Contra los «bautizos» civiles

Es, ciertamente, una estupidez hablar de «bautizos civiles»; porque bautizo es un término propio de dicho sacramento en la Iglesia Católica. No la han cometido los ediles que han iniciado las ceremonias de entrada en la Comunidad Cívica; sino los medios de comunicación, buscando titulares de impacto, y otros declarantes clericales interesados, sin haber leído las especificaciones bajo las que se realizan. Nada tienen que ver las ceremonias cívicas de ritos de paso (hoy, sólo, matrimonio y nacimiento; las ceremonias de difuntos pasan por la Iglesia, en un porcentaje sospechosamente mucho mayor que el de la practica religiosa, o… por el campo, ya que no hay locales de Servicios Públicos) con una copia de los sacramentos de la Iglesia. Ahora bien, ambos tipos de celebraciones corresponden a la misma necesidad comunitaria de reconocer y celebrar acontecimientos que ocurren a sus individuos. Con la diferencia de que las ceremonias de la Iglesia sólo acogen a sus socios creyentes y las civiles representan a todos los ciudadanos, incluidos los de todas las religiones. En todos las comunidades humanas, los acontecimientos importantes que les ocurren a sus miembros, son sentidos como colectivos. Todas han tenido y tienen, referente al tema que tratamos, ritos de paso significativos de un cambio de posición social de sus miembros en su condición respecto al grupo. La I. Católica no los inventó.
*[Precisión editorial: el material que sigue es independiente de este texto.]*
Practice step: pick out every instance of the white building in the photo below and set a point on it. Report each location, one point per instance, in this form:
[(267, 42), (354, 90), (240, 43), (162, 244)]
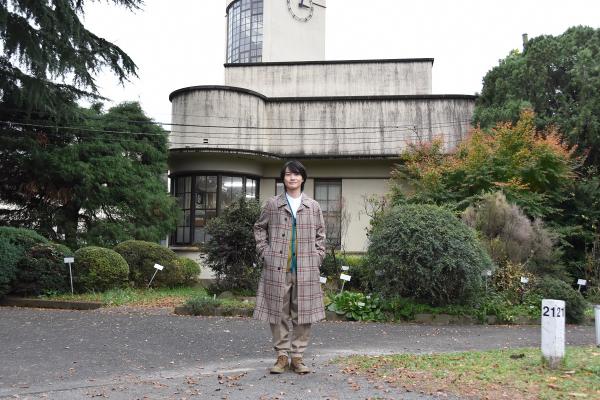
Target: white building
[(346, 121)]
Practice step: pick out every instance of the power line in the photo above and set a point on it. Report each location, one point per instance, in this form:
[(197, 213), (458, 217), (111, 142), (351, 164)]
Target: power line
[(330, 141), (396, 125), (440, 124)]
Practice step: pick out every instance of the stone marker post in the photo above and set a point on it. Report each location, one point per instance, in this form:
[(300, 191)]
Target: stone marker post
[(553, 332)]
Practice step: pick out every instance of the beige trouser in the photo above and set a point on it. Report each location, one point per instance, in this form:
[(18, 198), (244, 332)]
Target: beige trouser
[(281, 331)]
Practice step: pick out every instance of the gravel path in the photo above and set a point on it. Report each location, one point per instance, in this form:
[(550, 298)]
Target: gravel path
[(151, 354)]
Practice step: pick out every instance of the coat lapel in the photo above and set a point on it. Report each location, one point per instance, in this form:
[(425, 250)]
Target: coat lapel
[(282, 202)]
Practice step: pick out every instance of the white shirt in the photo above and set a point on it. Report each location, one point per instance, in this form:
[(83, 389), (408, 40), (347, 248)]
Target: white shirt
[(294, 203)]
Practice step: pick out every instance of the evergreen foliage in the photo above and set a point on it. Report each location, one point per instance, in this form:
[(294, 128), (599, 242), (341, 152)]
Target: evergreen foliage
[(424, 251), (102, 185), (9, 256), (231, 249), (42, 270), (22, 238), (557, 76), (141, 257), (45, 41), (98, 269), (73, 167)]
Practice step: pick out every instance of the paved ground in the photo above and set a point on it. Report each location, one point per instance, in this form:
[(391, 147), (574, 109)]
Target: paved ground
[(124, 354)]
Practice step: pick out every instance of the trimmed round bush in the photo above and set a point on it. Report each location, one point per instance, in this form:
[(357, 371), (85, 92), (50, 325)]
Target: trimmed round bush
[(141, 257), (188, 271), (99, 269), (425, 252), (41, 269), (555, 289), (9, 256)]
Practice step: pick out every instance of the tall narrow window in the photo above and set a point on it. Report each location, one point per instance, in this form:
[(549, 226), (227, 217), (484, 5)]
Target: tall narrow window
[(245, 31), (329, 195), (206, 205), (183, 195)]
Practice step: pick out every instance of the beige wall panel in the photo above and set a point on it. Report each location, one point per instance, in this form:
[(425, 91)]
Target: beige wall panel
[(354, 192)]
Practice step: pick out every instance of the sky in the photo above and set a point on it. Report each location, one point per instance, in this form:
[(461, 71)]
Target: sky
[(180, 43)]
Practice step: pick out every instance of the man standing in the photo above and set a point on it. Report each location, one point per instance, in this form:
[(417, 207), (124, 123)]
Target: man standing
[(290, 238)]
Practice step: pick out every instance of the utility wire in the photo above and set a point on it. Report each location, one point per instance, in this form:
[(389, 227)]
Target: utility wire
[(405, 124)]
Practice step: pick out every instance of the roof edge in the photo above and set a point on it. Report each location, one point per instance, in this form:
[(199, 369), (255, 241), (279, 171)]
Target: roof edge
[(330, 62), (322, 98)]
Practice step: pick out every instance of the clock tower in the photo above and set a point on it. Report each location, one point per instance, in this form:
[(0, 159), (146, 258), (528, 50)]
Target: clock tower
[(260, 31)]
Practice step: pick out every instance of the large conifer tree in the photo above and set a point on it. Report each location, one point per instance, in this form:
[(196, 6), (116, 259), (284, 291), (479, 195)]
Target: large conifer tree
[(80, 175)]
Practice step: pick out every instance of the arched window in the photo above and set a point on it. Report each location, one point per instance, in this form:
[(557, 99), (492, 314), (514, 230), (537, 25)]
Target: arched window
[(203, 197)]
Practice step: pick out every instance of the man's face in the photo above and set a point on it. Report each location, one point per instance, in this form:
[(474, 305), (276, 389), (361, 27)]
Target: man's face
[(292, 180)]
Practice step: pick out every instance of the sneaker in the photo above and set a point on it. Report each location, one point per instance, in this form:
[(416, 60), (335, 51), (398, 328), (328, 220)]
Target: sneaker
[(280, 365), (298, 366)]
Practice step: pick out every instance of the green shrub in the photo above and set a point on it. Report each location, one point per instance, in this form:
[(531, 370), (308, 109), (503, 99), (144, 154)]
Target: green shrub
[(9, 256), (425, 252), (231, 249), (141, 257), (187, 271), (555, 289), (99, 269), (41, 269), (357, 306)]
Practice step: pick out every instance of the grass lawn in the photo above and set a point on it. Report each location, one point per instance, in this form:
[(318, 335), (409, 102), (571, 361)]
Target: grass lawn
[(136, 297), (515, 374)]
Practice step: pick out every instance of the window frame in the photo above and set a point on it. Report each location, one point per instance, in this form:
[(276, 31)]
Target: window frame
[(327, 213), (245, 33), (192, 206)]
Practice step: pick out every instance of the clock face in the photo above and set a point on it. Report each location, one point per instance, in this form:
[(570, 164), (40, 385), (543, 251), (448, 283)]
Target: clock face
[(301, 10)]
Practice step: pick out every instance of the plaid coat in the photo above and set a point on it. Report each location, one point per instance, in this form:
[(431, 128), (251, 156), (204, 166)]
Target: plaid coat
[(273, 233)]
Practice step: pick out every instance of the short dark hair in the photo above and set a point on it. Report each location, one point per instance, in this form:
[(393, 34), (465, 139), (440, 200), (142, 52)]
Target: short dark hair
[(296, 167)]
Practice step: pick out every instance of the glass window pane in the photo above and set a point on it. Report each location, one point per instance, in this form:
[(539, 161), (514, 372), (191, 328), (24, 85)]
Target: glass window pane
[(279, 188), (250, 188), (211, 183), (199, 234), (329, 196), (244, 23)]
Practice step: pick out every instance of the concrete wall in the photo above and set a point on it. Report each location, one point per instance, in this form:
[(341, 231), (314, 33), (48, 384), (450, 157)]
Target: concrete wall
[(343, 78), (286, 39), (227, 118)]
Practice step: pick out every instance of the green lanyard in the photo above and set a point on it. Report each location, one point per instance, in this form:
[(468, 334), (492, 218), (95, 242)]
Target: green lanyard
[(293, 243)]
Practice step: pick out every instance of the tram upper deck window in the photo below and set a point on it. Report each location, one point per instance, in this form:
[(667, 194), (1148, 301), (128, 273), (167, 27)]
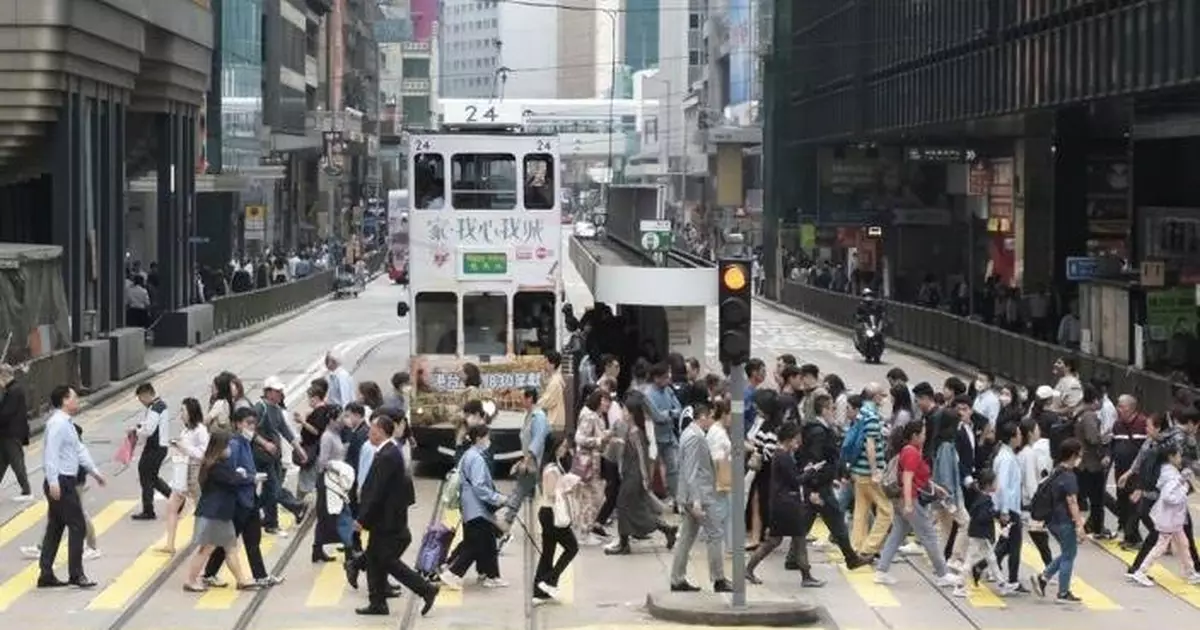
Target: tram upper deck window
[(533, 323), (430, 183), (484, 181), (436, 318), (539, 181), (485, 324)]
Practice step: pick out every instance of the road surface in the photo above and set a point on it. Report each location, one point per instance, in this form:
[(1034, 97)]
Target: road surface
[(141, 589)]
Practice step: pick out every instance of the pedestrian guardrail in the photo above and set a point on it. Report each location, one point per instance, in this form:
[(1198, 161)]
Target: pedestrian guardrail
[(1013, 357), (241, 310)]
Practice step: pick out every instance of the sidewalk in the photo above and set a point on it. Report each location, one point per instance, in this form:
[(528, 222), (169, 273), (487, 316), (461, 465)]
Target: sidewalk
[(160, 360)]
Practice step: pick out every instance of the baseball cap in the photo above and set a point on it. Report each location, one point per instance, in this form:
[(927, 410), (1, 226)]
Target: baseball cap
[(1045, 393)]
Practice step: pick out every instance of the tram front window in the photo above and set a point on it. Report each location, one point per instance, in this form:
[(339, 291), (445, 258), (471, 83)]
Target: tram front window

Cuando apareció, una mas entre las miles de creencias, los asumió del acerbo común -no pudo no hacerlo- y los implementó con sus significados y palabras particulares. La absorción del liderazgo moral de la vida social que ha ejercido en España, durante siglos de absolutismo y los años del nacional-catolicismo franquista, no permitían ver esta necesidad, no ya sólo de los «desterrados de sus conciencias», sino de la afirmación de la propia comunidad de ciudadanos. Es cierto que esta necesidad y su reflexión, parten de aquellos ciudadanos que no están «inscritos» en ninguna confesión particular; pero eso no quiere decir que los ayuntamientos deban sustituir o completar una especie de grupo de  una «iglesia laica» aparte. Bienvenidos sean actos Públicos colectivos que congreguen y signifiquen la unidad en ciudadanía en una sociedad crecientemente multicultural. Nada dificulta que, cada grupo particular tenga, además, sus ceremonias particulares.